1. Have any vascular, neurological, or other condition or disorder (e.g., rheumatoid arthritis, osteoarthritis) that could reasonably explain pain
2. have implanted metal non compatible with MRI or shockwave therapy
3. are pregnant
4. are diagnosed with thrombosis, thrombophlebitis, or coagulation disorders
5. have anxiety or claustrophobia that will be aggravated by the confined spaces of the fMRI.

Study Plan

How is the study designed?

Design Details

• Primary Purpose: Treatment
• Allocation: Randomized
• Interventional Model: Crossover Assignment
• Masking: Single

Number of Arms

2

Arms and Interventions

Participant Group / Arm	Intervention / Treatment
Experimental: Group 1 - Radial Shockwave Therapy Group; Participants in Group 1 will receive RSWT to the most painful spot within each of the 3 most painful regions as described by the participant.

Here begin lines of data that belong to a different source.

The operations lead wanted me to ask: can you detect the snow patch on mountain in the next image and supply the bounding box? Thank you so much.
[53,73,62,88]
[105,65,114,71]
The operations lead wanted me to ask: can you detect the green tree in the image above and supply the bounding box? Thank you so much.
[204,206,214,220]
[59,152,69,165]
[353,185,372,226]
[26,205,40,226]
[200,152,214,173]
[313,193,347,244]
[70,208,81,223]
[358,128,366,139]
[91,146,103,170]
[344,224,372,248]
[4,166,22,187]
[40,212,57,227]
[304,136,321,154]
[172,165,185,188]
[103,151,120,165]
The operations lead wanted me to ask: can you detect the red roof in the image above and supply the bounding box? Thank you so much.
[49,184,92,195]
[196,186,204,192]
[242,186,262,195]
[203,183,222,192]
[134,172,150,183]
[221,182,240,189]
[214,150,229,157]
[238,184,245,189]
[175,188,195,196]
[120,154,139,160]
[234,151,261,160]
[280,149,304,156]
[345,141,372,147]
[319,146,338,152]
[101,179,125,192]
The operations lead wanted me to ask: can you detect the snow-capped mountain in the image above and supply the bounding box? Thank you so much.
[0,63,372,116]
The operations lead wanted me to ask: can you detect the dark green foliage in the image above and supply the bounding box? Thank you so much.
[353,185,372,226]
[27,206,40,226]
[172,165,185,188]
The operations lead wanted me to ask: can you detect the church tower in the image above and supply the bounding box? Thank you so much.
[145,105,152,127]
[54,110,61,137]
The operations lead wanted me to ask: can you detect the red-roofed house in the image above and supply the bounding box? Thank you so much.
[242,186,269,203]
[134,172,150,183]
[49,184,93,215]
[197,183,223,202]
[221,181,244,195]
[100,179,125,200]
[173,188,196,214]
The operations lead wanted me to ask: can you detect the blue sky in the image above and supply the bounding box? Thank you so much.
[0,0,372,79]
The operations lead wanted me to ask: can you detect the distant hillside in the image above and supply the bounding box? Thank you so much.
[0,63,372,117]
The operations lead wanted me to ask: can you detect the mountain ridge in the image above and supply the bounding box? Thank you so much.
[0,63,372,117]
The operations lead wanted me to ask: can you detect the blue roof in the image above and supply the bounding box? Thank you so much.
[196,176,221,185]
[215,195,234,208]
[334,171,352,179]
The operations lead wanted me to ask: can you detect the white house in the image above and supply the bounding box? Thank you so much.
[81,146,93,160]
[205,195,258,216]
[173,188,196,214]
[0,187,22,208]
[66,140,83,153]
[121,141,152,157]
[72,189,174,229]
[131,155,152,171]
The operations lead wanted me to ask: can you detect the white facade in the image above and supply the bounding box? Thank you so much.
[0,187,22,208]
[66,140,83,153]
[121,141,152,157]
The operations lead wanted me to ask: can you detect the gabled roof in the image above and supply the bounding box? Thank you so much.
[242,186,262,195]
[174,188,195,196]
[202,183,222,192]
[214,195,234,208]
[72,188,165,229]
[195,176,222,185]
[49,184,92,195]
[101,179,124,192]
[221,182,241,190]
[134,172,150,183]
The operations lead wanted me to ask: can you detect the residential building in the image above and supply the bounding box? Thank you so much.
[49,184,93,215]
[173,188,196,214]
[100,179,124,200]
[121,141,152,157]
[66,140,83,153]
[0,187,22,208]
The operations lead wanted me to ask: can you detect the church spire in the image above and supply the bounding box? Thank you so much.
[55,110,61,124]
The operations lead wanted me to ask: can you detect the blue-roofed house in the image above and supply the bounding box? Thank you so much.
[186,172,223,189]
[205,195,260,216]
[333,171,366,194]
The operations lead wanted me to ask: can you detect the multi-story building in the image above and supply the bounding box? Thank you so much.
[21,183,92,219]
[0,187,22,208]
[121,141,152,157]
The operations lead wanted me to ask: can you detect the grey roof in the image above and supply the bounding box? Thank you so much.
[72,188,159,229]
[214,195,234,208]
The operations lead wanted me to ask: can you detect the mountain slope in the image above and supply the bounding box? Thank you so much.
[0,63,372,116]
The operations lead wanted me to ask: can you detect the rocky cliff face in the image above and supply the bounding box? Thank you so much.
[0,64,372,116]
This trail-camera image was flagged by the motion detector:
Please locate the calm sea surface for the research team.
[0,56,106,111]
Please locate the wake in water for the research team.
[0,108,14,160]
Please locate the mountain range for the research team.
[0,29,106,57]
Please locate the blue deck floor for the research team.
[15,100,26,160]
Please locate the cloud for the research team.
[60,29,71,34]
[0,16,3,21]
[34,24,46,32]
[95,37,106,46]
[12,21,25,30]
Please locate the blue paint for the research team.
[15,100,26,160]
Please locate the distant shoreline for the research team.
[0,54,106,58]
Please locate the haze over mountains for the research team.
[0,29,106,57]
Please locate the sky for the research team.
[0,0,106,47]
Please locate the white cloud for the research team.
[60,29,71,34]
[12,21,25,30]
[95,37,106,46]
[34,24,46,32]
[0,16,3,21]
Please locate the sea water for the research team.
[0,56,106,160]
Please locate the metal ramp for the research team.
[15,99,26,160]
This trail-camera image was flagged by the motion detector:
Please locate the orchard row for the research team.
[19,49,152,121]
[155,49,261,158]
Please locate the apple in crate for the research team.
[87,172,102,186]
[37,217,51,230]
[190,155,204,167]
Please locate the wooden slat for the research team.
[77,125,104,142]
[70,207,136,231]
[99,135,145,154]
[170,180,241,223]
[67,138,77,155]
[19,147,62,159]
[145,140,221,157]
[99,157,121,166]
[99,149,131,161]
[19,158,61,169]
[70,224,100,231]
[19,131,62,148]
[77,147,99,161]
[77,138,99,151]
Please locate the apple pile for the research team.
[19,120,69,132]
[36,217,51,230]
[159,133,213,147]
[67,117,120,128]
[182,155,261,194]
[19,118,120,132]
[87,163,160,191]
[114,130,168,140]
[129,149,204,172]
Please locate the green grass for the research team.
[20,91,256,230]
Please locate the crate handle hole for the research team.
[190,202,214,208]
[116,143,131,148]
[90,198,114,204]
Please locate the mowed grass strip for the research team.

Treatments will be spaced one week apart over a 5 week period of time. 5 weekly sessions with treatment to the painful areas will be undertaken with 500 shocks (1.5 bar, 15 Hz), then 1000 shocks (2 bar, 8 Hz), and finally 500 shocks (1.5 bar, 15 Hz) to the most painful spot.	Device: Radial Shockwave Therapy; 5 treatments in total scheduled weekly; RSWT to the painful areas will be undertaken with 500 shocks (1.5 bar, 15 Hz), then 1000 shocks (2 bar, 8 Hz), and finally 500 shocks (1.5 bar, 15 Hz) to the most painful spot within each of the 3 most painful regions as described by the participant.; Other Names: Storz D-Actor 100
Placebo Comparator: Group 2 - Placebo Group; Participants in Group 2 will receive a placebo treatment with a soft rubber cap applied to the applicator, leaving air between the transmitter and the cap and the participant's skin so that no shockwave will be generated nor applied to the participant's skin. Treatments will be spaced one week apart over a 5 week period of time. 5 weekly sessions with placebo treatment to the painful areas will be undertaken with 2000 placebo shocks (15 Hz) producing an audible sound but no therapeutic dosage to the most painful spot. Upon completion of the placebo treatment, participant's will be offered the experimental treatment but this data will not be used for comparison and analysis.	Other: Placebo Comparator: Group 2 - Placebo Group; 5 treatments in total scheduled weekly; placebo to the painful areas will be undertaken with 2000 shocks to the most painful spot within each of the 3 most painful regions as described by the participant.; Other Names: Storz D-Actor 100

What is the study measuring?

Primary Outcome Measures

Outcome Measure	Measure Description	Time Frame
Change in Visual Analog Scale (VAS) Pain Score from Baseline to 6 Weeks	Subject pain will be rated using a VAS by the participant for the 3 most painful regions.	Measured pre-treatment (baseline) and post-treatment (at 6 weeks)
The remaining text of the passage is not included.